I am trying to look at President Trump's tweets on immigration and do some sentiment analysis on it. My code is:
import pprint
import datetime
# startDate = datetime.datetime(2019, 4, 20, 0, 0, 0)
# endDate = datetime.datetime(2020, 4, 29, 0, 0, 0)
username = "realDonaldTrump"
page = 1
stop_loop = False
finalList1 = []
curs = tweepy.Cursor(api.user_timeline, id=username)
for item in curs.items():
finalList1.append(item)
print(len(finalList1))
data = pd.DataFrame(data=[tweet.text for tweet in finalList1], columns=['Tweets'])
#Add Relevant data
data['len'] = np.array([len(tweet.text) for tweet in finalList1])
data['ID'] = np.array([tweet.id for tweet in finalList1])
data['Date'] = np.array([tweet.created_at for tweet in finalList1])
data['Source'] = np.array([tweet.source for tweet in finalList1])
data['Likes'] = np.array([tweet.favorite_count for tweet in finalList1])
data['RTs'] = np.array([tweet.retweet_count for tweet in finalList1])
#Sentiment Analysis
from textblob import TextBlob
import re
def clean_tweet(tweet):
'''
Utility function to clean the text in a tweet by removing
links and special characters using regex.
'''
return ' '.join(re.sub("(@[A-Za-z0-9]+)|([^0-9A-Za-z \t])|(\w+:\/\/\S+)", " ", tweet).split())
def analize_sentiment(tweet):
'''
Utility function to classify the polarity of a tweet
using textblob.
'''
analysis = TextBlob(clean_tweet(tweet))
if analysis.sentiment.polarity > 0:
return 1
elif analysis.sentiment.polarity == 0:
return 0
else:
return -1
data['SA'] = np.array([ analize_sentiment(tweet) for tweet in data['Tweets'] ])
The code works perfectly fine.

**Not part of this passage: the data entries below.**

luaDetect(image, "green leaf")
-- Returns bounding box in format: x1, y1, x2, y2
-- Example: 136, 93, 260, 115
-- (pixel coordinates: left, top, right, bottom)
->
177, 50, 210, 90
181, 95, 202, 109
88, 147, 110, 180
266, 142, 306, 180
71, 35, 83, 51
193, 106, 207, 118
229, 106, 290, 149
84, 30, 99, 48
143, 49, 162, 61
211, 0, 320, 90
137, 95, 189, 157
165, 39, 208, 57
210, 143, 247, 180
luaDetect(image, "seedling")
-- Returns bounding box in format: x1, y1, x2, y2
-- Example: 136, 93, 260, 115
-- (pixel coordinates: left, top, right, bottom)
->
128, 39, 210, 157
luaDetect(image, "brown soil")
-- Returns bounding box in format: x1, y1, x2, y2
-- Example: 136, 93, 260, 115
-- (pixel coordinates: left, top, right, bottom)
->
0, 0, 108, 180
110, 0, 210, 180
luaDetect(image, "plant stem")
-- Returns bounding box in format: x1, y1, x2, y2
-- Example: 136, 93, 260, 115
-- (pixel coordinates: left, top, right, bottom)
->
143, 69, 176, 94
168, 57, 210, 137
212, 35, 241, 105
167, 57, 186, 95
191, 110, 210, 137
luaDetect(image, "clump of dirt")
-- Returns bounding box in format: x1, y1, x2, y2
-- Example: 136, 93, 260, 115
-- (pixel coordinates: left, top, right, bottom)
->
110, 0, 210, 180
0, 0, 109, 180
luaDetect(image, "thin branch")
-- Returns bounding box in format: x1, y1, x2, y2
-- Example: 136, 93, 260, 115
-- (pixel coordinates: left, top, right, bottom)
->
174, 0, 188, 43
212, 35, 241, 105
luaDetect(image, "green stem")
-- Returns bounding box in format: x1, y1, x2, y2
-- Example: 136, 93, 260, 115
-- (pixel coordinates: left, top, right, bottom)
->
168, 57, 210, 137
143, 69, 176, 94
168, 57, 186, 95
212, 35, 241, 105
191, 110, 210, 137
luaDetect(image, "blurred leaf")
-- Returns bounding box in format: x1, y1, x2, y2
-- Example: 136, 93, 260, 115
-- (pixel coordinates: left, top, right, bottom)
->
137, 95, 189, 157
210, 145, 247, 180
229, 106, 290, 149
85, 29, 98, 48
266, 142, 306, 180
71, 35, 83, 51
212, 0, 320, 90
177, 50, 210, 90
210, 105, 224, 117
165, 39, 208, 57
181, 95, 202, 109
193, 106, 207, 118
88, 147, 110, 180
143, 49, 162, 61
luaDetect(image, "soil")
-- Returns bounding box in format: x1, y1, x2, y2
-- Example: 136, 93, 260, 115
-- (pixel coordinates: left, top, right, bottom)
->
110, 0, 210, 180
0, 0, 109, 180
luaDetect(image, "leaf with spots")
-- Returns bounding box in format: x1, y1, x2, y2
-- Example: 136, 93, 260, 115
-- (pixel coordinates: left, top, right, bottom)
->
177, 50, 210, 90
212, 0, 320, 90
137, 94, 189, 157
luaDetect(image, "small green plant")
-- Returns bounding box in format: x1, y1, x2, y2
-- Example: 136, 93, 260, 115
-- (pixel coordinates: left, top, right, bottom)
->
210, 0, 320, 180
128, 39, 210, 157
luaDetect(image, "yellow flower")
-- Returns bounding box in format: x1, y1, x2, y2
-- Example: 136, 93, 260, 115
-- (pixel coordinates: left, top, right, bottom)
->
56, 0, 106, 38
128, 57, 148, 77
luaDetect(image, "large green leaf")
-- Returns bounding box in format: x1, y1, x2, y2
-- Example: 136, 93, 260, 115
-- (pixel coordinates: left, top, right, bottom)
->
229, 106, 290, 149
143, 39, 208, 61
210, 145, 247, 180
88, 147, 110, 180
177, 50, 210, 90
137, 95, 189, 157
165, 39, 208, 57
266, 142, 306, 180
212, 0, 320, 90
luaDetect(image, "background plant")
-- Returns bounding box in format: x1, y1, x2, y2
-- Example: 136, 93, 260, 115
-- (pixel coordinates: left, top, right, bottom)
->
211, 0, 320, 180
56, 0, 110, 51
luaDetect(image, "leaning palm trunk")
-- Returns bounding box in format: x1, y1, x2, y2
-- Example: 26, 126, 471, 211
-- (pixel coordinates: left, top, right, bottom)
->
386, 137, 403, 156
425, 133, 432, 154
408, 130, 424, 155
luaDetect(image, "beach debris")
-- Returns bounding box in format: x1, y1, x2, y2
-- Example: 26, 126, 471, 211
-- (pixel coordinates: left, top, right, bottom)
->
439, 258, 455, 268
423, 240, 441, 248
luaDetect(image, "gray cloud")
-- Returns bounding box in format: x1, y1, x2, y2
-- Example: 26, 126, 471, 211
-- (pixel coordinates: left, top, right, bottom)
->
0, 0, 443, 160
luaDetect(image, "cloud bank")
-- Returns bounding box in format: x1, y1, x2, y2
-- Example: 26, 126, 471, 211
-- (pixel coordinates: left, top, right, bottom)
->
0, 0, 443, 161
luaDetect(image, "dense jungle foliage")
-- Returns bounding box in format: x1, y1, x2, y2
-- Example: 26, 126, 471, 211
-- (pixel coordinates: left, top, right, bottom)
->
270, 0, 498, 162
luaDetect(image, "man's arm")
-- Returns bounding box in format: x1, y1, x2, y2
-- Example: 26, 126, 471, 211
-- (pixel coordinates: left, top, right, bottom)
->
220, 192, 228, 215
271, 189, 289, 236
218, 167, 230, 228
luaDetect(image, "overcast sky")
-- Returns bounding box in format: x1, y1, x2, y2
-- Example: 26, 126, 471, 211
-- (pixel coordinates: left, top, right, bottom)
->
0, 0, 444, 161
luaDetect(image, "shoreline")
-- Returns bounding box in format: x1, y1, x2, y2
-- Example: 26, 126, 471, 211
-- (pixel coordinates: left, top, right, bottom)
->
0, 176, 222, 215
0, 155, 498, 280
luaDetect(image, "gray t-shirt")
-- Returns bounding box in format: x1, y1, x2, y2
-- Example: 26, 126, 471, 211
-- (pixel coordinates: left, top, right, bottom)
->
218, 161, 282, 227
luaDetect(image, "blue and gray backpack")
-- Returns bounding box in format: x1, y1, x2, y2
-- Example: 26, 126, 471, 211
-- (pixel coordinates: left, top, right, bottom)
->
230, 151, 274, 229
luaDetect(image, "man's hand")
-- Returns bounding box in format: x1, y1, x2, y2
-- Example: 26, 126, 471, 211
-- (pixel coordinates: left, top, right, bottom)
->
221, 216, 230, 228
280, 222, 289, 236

However, I have 2 questions:
- How do I get access to tweets before these? It gives me 3200 tweets; how do I get the ones before that
- How do I get the Donald Trump's tweets which have specific keywords like 'immigration', 'refugee', 'china' etc.
I have been trying to figure out a way but unsuccessful.